Le gourou du Space Rock s'offre un voyage à Woodstock

Après avoir claqué la porte des joyeux drilles de Gong, le guitariste britannique Steve Hillage décide en 1976 de faire décoller sa carrière solo pour de bon. Pour son deuxième essai, baptisé simplement L, il s'envole vers Woodstock et pose ses valises dans le studio The Secret Sound. Aux manettes ? Nul autre que Todd Rundgren, le savant fou de la pop américaine. Rundgren ne vient pas les mains vides : il ramène dans ses bagages la section rythmique de son propre groupe, Utopia (dont l'excellent Roger Powell aux claviers). Évidemment, l'indispensable Miquette Giraudy - compagne de Hillage et prêtresse des textures spatiales - est aussi du voyage pour injecter sa dose de magie cosmique à ce qui va devenir le sommet commercial du guitariste.

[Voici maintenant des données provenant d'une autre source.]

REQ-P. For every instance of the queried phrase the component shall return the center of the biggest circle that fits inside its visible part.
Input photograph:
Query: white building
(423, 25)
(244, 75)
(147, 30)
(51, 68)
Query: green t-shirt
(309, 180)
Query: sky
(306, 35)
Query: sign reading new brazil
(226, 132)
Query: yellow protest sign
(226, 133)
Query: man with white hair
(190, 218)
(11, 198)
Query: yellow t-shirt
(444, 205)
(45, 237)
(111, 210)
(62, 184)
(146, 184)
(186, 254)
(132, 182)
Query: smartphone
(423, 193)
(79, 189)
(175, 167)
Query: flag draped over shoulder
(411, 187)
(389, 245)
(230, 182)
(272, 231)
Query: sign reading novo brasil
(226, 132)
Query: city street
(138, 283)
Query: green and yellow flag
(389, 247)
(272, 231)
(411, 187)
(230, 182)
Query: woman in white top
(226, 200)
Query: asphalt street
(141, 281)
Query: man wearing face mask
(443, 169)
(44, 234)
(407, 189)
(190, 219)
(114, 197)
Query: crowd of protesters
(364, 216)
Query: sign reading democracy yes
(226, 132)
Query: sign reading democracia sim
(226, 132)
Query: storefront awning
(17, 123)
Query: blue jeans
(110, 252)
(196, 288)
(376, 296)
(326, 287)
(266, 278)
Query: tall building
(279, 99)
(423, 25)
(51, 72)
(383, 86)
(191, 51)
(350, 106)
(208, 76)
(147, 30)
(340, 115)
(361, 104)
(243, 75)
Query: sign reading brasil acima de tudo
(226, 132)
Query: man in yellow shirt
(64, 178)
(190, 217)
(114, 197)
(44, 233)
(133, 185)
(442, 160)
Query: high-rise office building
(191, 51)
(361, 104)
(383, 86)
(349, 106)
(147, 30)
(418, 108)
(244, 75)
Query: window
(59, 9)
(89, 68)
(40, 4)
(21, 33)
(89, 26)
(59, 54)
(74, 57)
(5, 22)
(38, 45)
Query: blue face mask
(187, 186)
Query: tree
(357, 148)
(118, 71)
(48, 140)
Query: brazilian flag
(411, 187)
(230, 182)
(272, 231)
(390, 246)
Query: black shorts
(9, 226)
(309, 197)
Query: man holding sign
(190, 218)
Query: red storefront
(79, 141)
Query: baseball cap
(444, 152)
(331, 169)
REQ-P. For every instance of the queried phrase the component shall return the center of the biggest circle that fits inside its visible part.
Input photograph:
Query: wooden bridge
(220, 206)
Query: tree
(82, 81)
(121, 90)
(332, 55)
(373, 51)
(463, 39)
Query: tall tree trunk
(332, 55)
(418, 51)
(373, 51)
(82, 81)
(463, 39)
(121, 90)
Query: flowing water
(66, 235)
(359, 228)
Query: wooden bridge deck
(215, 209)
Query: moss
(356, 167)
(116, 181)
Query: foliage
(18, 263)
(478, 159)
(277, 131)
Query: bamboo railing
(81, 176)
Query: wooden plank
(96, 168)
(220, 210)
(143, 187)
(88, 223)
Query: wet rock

Quand la guitare fait l'amour aux étoiles

Ce qui rend L si unique, c'est cette fusion parfaite entre la chaleur du rock psychédélique et les balbutiements de la musique électronique d'avant-garde. On baigne en plein space-rock, mais avec une clarté de production inédite. Armé de sa célèbre technique de "glissando guitar" et soutenu par des cascades de synthétiseurs VCS 3 et Moog, Hillage tisse des architectures sonores longues, aériennes et profondément lumineuses. C'est un album qui respire l'optimisme béat des seventies, une sorte de transe spirituelle et électrique qui évite habilement le piège de la démonstration technique ennuyeuse.

Des reprises transfigurées à l'acide

La grande audace de cet album réside aussi dans ses choix de reprises. Hillage s'approprie des morceaux iconiques pour les propulser dans une autre dimension. Le "Hurdy Gurdy Man" de Donovan perd son côté folk pour devenir un monstre de rock lourd et spatial, tandis que le "It's All Too Much" des Beatles se transforme en une célébration extatique, blindée de solos de guitare stratosphériques. La patte de Rundgren fait des miracles : il canalise les délires mystiques de Hillage pour en faire un disque d'une efficacité redoutable.

Le sommet vertigineux d'une icône planante

Le public ne s'y est pas trompé : à sa sortie en 1976, l'album décroche une mémorable dixième place dans les classements britanniques. Un véritable exploit pour un disque aussi expérimental et perché ! Cinquante ans plus tard, L reste la porte d'entrée idéale dans l'univers de Steve Hillage. C'est un témoignage flamboyant d'une époque où l'on pouvait squatter le Top 10 tout en proposant une musique qui invite à l'alignement des planètes. Mettez le casque, fermez les yeux, et bon voyage.